As the provisions were getting low, and the Admiral’s fever was getting high—not to speak of his gout, which manifested a tendency to rise to his stomach—he resolved to cease exploring for a time, and to sail for Hispaniola. He arrived there on the 19th of August, after discovering and naming a quantity of new islands. The currents had drifted him so far out of his course, that he reached the coast of Hispaniola a hundred and fifty miles west of Ozima, his port of destination. Sending an Indian messenger to warn Bartholomew of his approach, he sailed for Ozima, where he arrived on the 30th of August, looking as worn out and haggard as if he had been engaged in a prolonged pleasure-trip to the Fishing Banks.

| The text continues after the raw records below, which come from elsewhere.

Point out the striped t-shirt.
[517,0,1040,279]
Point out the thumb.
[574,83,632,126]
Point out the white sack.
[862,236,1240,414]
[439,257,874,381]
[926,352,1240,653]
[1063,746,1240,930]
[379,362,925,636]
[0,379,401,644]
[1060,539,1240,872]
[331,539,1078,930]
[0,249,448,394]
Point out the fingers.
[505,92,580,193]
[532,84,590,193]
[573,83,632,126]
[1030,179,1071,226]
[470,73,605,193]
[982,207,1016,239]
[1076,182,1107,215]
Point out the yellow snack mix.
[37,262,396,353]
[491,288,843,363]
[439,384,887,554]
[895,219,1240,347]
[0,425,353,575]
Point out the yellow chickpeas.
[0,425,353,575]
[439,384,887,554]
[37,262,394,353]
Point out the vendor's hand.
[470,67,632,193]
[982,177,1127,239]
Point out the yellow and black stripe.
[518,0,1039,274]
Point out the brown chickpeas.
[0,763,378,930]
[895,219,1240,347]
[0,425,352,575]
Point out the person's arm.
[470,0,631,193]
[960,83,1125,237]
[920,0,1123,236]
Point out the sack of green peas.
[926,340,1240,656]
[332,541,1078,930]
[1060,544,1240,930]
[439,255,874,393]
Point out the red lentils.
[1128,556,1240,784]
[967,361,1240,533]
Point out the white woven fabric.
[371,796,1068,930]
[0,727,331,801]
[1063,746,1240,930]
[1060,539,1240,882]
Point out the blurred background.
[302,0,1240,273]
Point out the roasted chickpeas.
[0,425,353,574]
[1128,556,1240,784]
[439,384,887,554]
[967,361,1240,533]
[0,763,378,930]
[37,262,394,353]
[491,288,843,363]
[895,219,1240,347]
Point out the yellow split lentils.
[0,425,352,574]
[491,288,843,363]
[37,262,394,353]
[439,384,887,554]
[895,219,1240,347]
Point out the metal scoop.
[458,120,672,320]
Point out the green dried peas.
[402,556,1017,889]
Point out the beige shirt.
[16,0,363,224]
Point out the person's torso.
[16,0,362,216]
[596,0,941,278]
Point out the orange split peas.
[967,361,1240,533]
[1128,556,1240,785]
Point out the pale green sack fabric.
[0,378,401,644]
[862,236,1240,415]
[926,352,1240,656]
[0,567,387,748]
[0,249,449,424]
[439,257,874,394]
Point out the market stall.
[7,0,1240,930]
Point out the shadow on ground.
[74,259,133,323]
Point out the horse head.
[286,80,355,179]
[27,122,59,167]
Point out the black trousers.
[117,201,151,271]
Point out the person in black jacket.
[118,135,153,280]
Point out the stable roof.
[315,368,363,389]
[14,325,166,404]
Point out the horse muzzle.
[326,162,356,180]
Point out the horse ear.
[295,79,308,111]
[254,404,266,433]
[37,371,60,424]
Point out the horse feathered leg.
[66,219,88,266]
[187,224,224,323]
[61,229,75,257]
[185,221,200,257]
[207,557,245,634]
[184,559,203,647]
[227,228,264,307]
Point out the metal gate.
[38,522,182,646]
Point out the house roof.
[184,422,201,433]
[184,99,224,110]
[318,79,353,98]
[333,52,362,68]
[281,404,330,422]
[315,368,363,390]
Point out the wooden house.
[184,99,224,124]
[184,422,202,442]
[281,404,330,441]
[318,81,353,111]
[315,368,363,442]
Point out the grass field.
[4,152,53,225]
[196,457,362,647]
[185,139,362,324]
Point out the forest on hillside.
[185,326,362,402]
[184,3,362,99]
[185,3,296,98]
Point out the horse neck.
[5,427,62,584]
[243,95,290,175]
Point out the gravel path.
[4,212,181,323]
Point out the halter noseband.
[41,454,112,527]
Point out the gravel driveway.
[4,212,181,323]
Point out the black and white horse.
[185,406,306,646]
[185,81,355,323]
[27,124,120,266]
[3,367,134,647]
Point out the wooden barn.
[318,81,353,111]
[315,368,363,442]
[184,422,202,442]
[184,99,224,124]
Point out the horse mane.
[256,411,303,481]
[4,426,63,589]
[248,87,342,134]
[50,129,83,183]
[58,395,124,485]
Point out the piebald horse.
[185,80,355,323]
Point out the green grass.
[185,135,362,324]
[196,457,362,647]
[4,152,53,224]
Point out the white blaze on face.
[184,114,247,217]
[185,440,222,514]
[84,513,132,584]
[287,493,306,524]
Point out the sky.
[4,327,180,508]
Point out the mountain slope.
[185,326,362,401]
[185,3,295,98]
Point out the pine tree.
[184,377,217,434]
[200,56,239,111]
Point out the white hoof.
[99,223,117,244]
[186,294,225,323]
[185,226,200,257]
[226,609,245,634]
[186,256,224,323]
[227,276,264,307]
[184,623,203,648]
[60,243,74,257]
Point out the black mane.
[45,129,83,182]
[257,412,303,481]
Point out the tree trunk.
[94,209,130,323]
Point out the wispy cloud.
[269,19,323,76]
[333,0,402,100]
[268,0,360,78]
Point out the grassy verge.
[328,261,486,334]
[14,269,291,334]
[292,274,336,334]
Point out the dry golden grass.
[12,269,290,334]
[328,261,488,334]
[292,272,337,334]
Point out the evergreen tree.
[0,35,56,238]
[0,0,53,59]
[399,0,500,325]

Don Bartholomew received his brother with the utmost joy, and proceeded to make him happy by telling him how badly affairs had gone during his absence. Bartholomew had followed the Admiral’s orders, and had proved himself a gallant and able commander. He had built a fort and founded a city at the mouth of the Ozima, which is now known as San Domingo. Leaving Don Diego Columbus in command of the colony, he had marched to Xaragua, the western part of the island, and induced the Cacique Behechio and his sister Anacaona, the widow of Caonabo, to acknowledge the Spanish rule and to pay tribute. He had also crushed a conspiracy of the natives, which was due chiefly to the burning of several Indians at the stake who had committed sacrilege by destroying a chapel. These were the first Indians who were burnt for religious purposes, and it is a pity that Father Boyle had not remained in Hispaniola long enough to witness the ceremony which he had so often vainly urged the Admiral to permit him to perform. Probably Don Bartholomew was not responsible for the burning of the savages, for he evidently sympathized with the revolted natives, and suppressed the conspiracy with hardly any bloodshed.
[Æt. 62–64; 1498–1500]
The colonists, both old and new, were of course always discontented, and cordially disliked the two brothers of the Admiral. The chief judge of the colony, Francisco Roldan, undertook to overthrow the authority of the Adelentado, and to make himself the ruler of the island. After much preliminary rioting and strong language Roldan openly rebelled, and with his followers besieged Don Bartholomew in Fort Concepcion, in which he had taken refuge, and from which he did not dare to sally, not feeling any confidence in his men. Roldan was unable to capture the fort, but he instigated the natives to throw off Bartholomew’s authority, and convinced them that he, and not the Adelentado, was their real friend.